質問は【心に浮かぶ毎日の「小さな幸せ」とは? 何をしている時、どこにいる時、何を考えている時に幸せな気持ちに満たされるでしょうか。 ― それぞれの受け止め方をお聞かせください。 先生が人生のさまざまな局面で行動を決断されるときの心の支え、原動力は何か。 がん哲学外来への思い、コロナ禍での心の持ちよう、教育現場に携わる意義といったことを、 ― お聞かせ願えれば幸いです。】 などなどであった。また、「大切にされているご本、お持ちいただければ幸いです。」との事前の依頼があったので、2007年から毎月行っている読書会で使用している新渡戸稲造(1862-1933) 著『武士道』(矢内原忠雄;1893-1961 訳;岩波文庫」と内村鑑三(1861-1930) 著『代表的日本人』(鈴木範久;1935- 訳;岩波文庫)を持参した。 大変有意義な貴重な取材撮影の時となった。 編集者の真摯な姿勢には感激した。 掲載が楽しみである。
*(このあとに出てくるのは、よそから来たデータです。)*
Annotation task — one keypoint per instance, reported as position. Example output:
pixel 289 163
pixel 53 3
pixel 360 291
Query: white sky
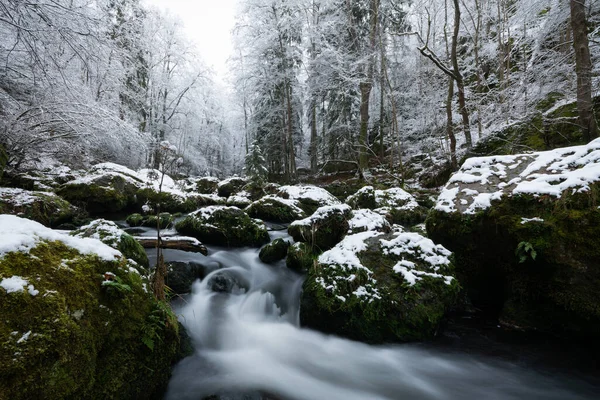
pixel 209 24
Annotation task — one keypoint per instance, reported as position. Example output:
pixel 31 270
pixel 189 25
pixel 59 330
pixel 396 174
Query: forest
pixel 317 86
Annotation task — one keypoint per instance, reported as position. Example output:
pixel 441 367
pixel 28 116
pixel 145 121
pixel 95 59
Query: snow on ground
pixel 367 220
pixel 20 234
pixel 481 180
pixel 21 197
pixel 307 192
pixel 322 213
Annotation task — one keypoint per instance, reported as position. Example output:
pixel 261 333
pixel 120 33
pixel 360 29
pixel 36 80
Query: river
pixel 249 346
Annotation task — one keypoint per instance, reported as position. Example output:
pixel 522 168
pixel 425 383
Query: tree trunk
pixel 449 126
pixel 458 77
pixel 583 68
pixel 366 86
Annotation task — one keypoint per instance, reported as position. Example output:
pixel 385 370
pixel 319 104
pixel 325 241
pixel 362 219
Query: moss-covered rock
pixel 276 209
pixel 309 197
pixel 366 220
pixel 230 186
pixel 274 251
pixel 70 330
pixel 377 287
pixel 101 192
pixel 206 184
pixel 182 275
pixel 224 226
pixel 526 233
pixel 110 234
pixel 45 208
pixel 300 257
pixel 552 127
pixel 399 206
pixel 324 229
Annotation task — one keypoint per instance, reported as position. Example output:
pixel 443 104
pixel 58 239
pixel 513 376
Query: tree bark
pixel 464 112
pixel 365 87
pixel 583 68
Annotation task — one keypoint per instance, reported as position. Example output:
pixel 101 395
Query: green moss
pixel 135 220
pixel 557 290
pixel 300 257
pixel 84 342
pixel 396 312
pixel 168 201
pixel 226 226
pixel 105 195
pixel 47 209
pixel 323 231
pixel 274 251
pixel 270 209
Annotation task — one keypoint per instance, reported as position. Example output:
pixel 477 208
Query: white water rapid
pixel 249 346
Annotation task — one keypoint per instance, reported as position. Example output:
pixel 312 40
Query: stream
pixel 249 346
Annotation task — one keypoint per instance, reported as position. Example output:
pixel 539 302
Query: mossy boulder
pixel 399 206
pixel 182 275
pixel 230 186
pixel 206 185
pixel 150 221
pixel 110 234
pixel 309 197
pixel 274 251
pixel 324 229
pixel 363 220
pixel 525 230
pixel 377 287
pixel 106 188
pixel 224 226
pixel 276 209
pixel 300 257
pixel 45 208
pixel 551 127
pixel 70 330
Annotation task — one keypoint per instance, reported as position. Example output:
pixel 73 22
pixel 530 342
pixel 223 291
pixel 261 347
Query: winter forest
pixel 317 85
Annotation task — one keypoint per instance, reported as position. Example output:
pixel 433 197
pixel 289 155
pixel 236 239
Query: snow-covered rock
pixel 309 197
pixel 526 233
pixel 43 207
pixel 67 301
pixel 379 287
pixel 224 226
pixel 276 209
pixel 110 234
pixel 399 206
pixel 323 229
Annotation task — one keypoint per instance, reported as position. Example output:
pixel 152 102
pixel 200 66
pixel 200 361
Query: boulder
pixel 399 206
pixel 182 275
pixel 274 251
pixel 309 197
pixel 206 185
pixel 227 281
pixel 378 287
pixel 526 233
pixel 230 186
pixel 45 208
pixel 300 257
pixel 77 321
pixel 150 221
pixel 366 220
pixel 224 226
pixel 106 188
pixel 110 234
pixel 324 229
pixel 276 209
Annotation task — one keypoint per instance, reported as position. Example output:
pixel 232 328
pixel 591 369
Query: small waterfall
pixel 249 346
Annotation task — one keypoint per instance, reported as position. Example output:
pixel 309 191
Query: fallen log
pixel 184 243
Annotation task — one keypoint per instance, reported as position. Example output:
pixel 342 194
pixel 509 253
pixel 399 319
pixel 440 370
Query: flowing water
pixel 249 346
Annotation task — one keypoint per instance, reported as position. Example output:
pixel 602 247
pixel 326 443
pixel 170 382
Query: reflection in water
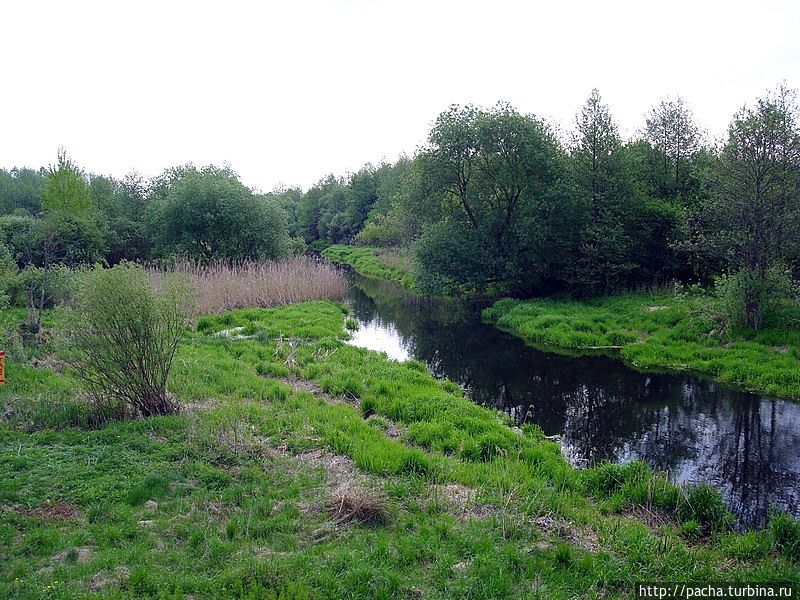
pixel 745 445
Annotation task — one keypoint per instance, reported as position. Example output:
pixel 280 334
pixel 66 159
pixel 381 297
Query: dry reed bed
pixel 222 286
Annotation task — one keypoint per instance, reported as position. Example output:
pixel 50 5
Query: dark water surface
pixel 745 445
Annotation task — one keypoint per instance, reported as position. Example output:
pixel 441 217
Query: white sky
pixel 289 91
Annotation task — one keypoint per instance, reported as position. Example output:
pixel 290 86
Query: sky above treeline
pixel 286 92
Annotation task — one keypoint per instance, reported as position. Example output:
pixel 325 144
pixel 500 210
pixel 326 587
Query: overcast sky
pixel 289 91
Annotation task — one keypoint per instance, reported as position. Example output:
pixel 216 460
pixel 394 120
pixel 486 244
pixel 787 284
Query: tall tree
pixel 492 176
pixel 602 258
pixel 672 132
pixel 759 190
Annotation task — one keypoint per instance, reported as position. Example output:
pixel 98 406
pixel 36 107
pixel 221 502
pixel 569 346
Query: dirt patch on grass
pixel 49 511
pixel 352 503
pixel 652 519
pixel 105 578
pixel 337 469
pixel 586 539
pixel 80 554
pixel 461 501
pixel 306 385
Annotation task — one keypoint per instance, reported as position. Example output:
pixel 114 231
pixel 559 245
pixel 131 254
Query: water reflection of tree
pixel 747 447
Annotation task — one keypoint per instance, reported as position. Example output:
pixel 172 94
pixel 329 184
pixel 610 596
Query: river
pixel 745 445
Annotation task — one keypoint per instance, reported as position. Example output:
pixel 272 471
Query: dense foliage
pixel 495 202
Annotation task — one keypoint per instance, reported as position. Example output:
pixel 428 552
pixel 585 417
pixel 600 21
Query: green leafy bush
pixel 124 334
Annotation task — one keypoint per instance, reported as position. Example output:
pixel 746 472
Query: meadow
pixel 668 331
pixel 302 467
pixel 380 263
第188回「心に咲く花会」 教育のあり方 〜 友によって研磨される 〜

筆者が理事長を務める恵泉女学園の大学の卒業式(2022年3月11日;多摩キャンパス)に続いて、2022年3月16日は、高校(世田谷区の経堂)の第74回卒業式に赴いた。 在校生代表の「送別のことば」、卒業生代表の「感謝のことば」の真摯な対応には、大いに感動した。 まさに、「鉄は鉄にもって研磨する。人はその友によって研磨される」(箴言27章17節)を実感する貴重な日となった。 そして、筆者は、第74回卒業生感謝会で学生、保護者に向けて、挨拶の機会が与えられた。

 

恵泉女学園創立者河井道(1877-1953)は、恵泉女学園が創立(1929年) 10周年を迎えた1939年、英文”My Lantern"を著し、のちにそれが『わたしのランターン』として和訳されている。 「燃え続けていくように、わたしはそれのみを願っている」と記述している。 『種を蒔く人になりなさい』の実践であろう。 「大地を潤し、芽を出させ、生い茂らせ 種蒔く人には種を与え ― わたしが与えた使命を必ず果たす。」(イザヤ書55章10節〜11節)である。

 

その後、偶然にも雑誌社から、インタビューの依頼があった。『新型コロナウイルスの蔓延により、突如として一変したこれまでの生活。 会いたい人になかなか会えない、思うように外出できない。 人生の大きな楽しみが長期的に制限されるなかで、ややもすれば気持ちが暗い方向へと向かってしまうかたも多いといいます。しかし、そんな状況のなかでも少し視点を変え、「自分にとっての幸せとは何なのか」、「大切にしていきたいこととは何なのか」、「どうすれば気持ちが切り替えられるのだろうか」、「自分が暮らすこの場所での他者とのつながりとは?」など読者のかたが自身の心と対話し、今の日々の中での小さな幸せに気づき、心穏やかに過ごす助けとなるようなページにしたいと思っております。』とのことである。 大いに、感激した。 不思議な繋がりである。

 

夕方には、映画監督とスタッフの方との面談が企画された。 ドキュメンタリー映画新渡戸稲造(1862-1933)生誕160周年記念 〜 教育のあり方 〜』の製作を考えたいとのことである。 混迷する今の時代のタイムリーなテーマとなろう!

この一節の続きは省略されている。